Researchers from universities in China and Singapore, along with ByteDance, have created PhotoDoodle, an impressive new AI system for image editing. The model can learn different artistic styles from just a few sample images and then accurately implement specific editing instructions.
PhotoDoodle builds on the Flux.1 image generation model developed by German startup Black Forest Labs, leveraging its diffusion transformer architecture and pre-trained parameters.
Building on Flux.1's foundation
The researchers first developed OmniEditor, a version of Flux.1 modified for image processing using LoRA (Low-Rank Adaptation). This technique doesn't change all the network's weights directly but adds small, specialized matrices instead. These matrices can be trained without drastically altering the original model, enabling everything from small concept changes to complete style transformations. The latter requires larger versions of these typically small networks, as in OmniEditor's case.
The team likely sourced the necessary SeedEdit dataset from experiments with ByteDance's image editing model of the same name, which was introduced last year. The paper doesn't provide specific details about the dataset's origin.

The researchers then trained OmniEditor to replicate individual artists' styles using a LoRA variant called EditLoRA. By studying selected pairs of images, EditLoRA learns the nuances of each artistic style. According to the paper, the training data was created in collaboration with the artists themselves.
This approach solves a critical problem: harmoniously inserting decorative elements into images while maintaining the right perspective, context, and desired style. The researchers note that previous methods, which either changed an entire image's style or only edited small areas, couldn't adequately address this challenge.
How position encoding cloning keeps everything in place
A key component of PhotoDoodle is "position encoding cloning." In simple terms, the AI remembers the exact position of every pixel in the original image.

When adding new elements, PhotoDoodle uses this stored position information to place them precisely and blend them seamlessly into the image. This technique requires no additional parameter training, making the process more efficient.
The system also requires "noise-free" input data - meaning the original image must be high quality to prevent unintentional background alterations during processing.
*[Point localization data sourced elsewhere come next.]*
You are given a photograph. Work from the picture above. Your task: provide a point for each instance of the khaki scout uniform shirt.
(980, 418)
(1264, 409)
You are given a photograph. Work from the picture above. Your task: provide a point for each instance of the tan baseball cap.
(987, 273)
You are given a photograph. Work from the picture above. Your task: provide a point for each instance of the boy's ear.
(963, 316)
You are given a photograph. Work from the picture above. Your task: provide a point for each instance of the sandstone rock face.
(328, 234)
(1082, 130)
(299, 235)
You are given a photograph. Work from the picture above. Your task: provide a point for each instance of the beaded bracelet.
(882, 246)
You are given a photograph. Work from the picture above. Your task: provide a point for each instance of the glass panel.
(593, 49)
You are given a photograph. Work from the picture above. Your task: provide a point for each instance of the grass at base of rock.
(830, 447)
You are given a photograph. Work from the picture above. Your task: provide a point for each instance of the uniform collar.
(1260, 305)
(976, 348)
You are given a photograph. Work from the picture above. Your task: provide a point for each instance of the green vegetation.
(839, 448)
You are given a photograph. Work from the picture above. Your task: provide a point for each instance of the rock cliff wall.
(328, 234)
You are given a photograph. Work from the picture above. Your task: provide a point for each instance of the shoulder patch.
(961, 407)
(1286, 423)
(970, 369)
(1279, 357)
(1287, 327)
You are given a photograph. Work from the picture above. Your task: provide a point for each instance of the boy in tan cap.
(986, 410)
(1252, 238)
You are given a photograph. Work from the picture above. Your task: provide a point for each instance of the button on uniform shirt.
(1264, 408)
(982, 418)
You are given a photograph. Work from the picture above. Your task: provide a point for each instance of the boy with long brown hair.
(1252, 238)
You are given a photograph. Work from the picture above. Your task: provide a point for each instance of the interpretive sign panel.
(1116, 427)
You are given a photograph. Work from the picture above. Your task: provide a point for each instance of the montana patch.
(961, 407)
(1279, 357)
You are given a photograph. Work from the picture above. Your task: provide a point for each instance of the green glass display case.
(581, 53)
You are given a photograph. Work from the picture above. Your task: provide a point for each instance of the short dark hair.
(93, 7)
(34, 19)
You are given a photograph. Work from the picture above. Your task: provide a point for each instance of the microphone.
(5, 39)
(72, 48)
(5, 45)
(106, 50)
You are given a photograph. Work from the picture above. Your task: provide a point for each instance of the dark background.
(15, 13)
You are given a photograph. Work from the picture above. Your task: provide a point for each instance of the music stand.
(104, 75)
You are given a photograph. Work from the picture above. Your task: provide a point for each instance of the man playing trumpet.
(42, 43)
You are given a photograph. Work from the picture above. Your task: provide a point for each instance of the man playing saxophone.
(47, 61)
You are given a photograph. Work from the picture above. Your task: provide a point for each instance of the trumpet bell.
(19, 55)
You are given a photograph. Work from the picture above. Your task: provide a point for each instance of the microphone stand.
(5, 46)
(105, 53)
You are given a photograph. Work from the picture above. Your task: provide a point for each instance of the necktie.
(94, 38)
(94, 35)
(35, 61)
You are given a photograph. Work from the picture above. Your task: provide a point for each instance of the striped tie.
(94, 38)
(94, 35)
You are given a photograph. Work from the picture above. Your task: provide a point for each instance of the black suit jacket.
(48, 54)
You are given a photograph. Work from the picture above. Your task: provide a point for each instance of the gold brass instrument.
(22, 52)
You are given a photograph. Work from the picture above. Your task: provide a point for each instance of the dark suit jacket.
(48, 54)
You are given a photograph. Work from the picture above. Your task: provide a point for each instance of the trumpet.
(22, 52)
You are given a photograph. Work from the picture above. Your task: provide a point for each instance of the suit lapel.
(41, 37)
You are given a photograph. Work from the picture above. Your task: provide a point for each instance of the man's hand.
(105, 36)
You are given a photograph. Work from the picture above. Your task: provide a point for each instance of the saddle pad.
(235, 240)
Setting a new standard for image editing
The team conducted extensive testing to demonstrate PhotoDoodle's capabilities. The system accurately implemented prompts like "Make the cat a little whiter" and "Add a pink monster climbing on the building."
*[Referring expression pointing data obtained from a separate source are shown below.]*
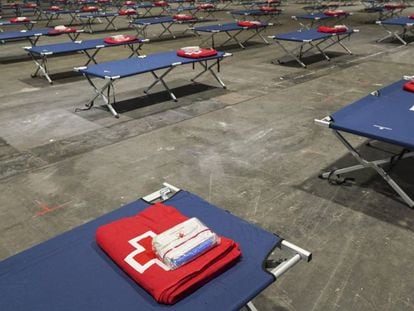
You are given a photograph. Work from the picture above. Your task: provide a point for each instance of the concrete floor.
(252, 149)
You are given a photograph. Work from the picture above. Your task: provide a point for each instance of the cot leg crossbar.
(299, 52)
(298, 253)
(104, 92)
(166, 29)
(90, 21)
(160, 79)
(41, 67)
(375, 165)
(230, 37)
(211, 71)
(394, 34)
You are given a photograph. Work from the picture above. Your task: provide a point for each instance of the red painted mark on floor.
(45, 208)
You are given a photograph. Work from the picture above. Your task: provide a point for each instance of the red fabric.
(161, 3)
(54, 8)
(166, 286)
(250, 24)
(328, 29)
(335, 13)
(206, 6)
(201, 53)
(19, 20)
(61, 31)
(394, 6)
(268, 9)
(183, 17)
(127, 12)
(30, 5)
(124, 40)
(409, 86)
(89, 9)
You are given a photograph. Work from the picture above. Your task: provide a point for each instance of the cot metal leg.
(202, 42)
(141, 30)
(166, 29)
(376, 165)
(134, 51)
(233, 37)
(73, 36)
(100, 93)
(257, 32)
(210, 69)
(87, 25)
(291, 54)
(393, 34)
(91, 57)
(160, 79)
(251, 307)
(41, 67)
(111, 23)
(337, 40)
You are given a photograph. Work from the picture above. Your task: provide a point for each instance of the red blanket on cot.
(128, 242)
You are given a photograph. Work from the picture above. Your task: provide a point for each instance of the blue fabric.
(386, 117)
(314, 16)
(61, 11)
(224, 27)
(147, 5)
(67, 47)
(253, 12)
(194, 253)
(9, 35)
(153, 20)
(400, 21)
(307, 35)
(9, 23)
(70, 272)
(98, 14)
(134, 66)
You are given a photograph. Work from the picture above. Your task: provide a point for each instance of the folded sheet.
(128, 242)
(184, 242)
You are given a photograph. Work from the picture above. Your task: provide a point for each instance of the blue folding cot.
(29, 25)
(401, 22)
(116, 70)
(309, 20)
(320, 7)
(385, 115)
(251, 4)
(166, 23)
(315, 40)
(257, 14)
(384, 11)
(51, 15)
(148, 7)
(41, 53)
(32, 35)
(232, 31)
(88, 19)
(71, 272)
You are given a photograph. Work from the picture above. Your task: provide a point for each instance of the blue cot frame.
(71, 272)
(385, 115)
(310, 40)
(115, 70)
(401, 22)
(41, 53)
(232, 31)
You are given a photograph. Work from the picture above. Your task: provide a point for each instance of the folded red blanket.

When compared to existing methods, PhotoDoodle achieved superior results across various benchmarks measuring aspects like the similarity between images and text descriptions. It significantly outperformed comparison models in both targeted edits and global image changes.

Looking toward single-image training
The research team acknowledges that PhotoDoodle currently requires dozens of image pairs and thousands of training steps. Their next goal is to develop a system that can learn styles from just a single pair of images.
To support further research in this area, the scientists have published a dataset containing six different artistic styles and more than 300 image pairs. The code is available on GitHub.